Japanese Patent Application Laid-Open No. 2004-1255569

  Some conventional gas meters are equipped with a dedicated valve immobilization electronic circuit for detecting the immobility of the shut-off valve. However, the valve immobility detection function that detects the immobility of the shut-off valve detects valve disconnection, wiring errors, and failure of the IC that drives the valve, and detects whether the shut-off valve operates but operates normally. I couldn't.

  An object of the present invention is to provide a gas meter capable of detecting an abnormal operation of a shut-off valve while reducing the manufacturing cost.

  In order to solve the problems and achieve the object, the invention described in claim 1 includes a gas flow path, a shut-off valve that shuts off the gas flow path when an abnormality occurs, and a drive unit that drives the shut-off valve. An acceleration sensor that detects vibration of the shut-off valve and outputs a vibration signal; and a shut-off valve abnormality detection unit that detects an abnormality of the shut-off valve based on the vibration signal of the acceleration sensor. This is a featured gas meter.

  According to a second aspect of the present invention, there is provided the storage device according to the first aspect, wherein a predetermined acceleration pattern is registered, and the shut-off valve abnormality detection unit is configured to store the vibration signal of the acceleration sensor and the storage. When the vibration signal deviates from the predetermined acceleration pattern by comparing with the predetermined acceleration pattern registered in the section, it is determined that the shutoff valve is abnormal.

  According to a third aspect of the present invention, in the second aspect of the present invention, the storage device further includes an extraction unit that extracts a signal in a frequency range corresponding to a driving frequency of the driving unit from the vibration signal of the acceleration sensor. An amplitude value in a predetermined frequency range is registered as the predetermined acceleration pattern in the unit, and the shut-off valve abnormality detection unit is configured to register the signal in the frequency range extracted by the extraction unit and the storage unit. It is characterized by comparing the amplitude value.

  According to a fourth aspect of the present invention, in the invention according to the second or third aspect, a standard drive time of the cutoff valve is registered as the predetermined acceleration pattern in the storage unit, and the cutoff valve abnormality detection unit Is characterized in that the drive time of the shut-off valve is compared with the standard drive time registered in the storage unit.

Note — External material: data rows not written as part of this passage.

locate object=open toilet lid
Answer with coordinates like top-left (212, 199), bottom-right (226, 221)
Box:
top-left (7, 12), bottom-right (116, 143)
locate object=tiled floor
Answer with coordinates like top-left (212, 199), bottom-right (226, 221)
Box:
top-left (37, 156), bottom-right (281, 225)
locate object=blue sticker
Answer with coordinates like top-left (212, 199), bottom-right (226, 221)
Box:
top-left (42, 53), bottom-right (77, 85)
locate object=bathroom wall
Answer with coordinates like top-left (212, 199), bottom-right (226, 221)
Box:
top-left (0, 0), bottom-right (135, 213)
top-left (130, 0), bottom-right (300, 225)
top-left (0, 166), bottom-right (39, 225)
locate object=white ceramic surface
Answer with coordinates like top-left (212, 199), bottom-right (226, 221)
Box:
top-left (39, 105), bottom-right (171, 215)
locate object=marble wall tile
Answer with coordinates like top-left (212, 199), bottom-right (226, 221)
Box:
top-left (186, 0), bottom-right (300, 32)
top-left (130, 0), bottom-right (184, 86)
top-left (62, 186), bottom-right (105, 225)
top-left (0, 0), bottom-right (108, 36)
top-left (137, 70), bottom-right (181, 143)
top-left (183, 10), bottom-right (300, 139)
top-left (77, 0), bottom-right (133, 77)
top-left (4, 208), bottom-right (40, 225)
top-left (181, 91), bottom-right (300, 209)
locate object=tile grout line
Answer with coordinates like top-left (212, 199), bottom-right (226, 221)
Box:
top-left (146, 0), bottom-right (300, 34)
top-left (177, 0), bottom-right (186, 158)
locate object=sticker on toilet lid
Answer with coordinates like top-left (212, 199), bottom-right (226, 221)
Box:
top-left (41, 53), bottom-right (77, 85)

  The invention described in claim 5 is the invention according to any one of claims 1 to 4, wherein when the shut-off valve abnormality detection unit determines that the shut-off valve is abnormal, the shut-off valve An informing means for informing that the valve is abnormal is provided.

  According to the first aspect of the invention, the shut-off valve abnormality detection unit can detect an abnormality of the shut-off valve based on the vibration signal output by the acceleration sensor. As a result, the conventional electronic circuit for confirming the valve immobility can be dispensed with, and the manufacturing cost can be reduced.

It is an external appearance perspective view which shows the gas meter concerning one embodiment of this invention. It is a control block diagram of the gas meter. It is a flowchart which shows the processing content of the said gas meter.

  Hereinafter, an embodiment of the present invention will be described with reference to the drawings. FIG. 1 is an external perspective view showing a gas meter 1 according to an embodiment of the present invention.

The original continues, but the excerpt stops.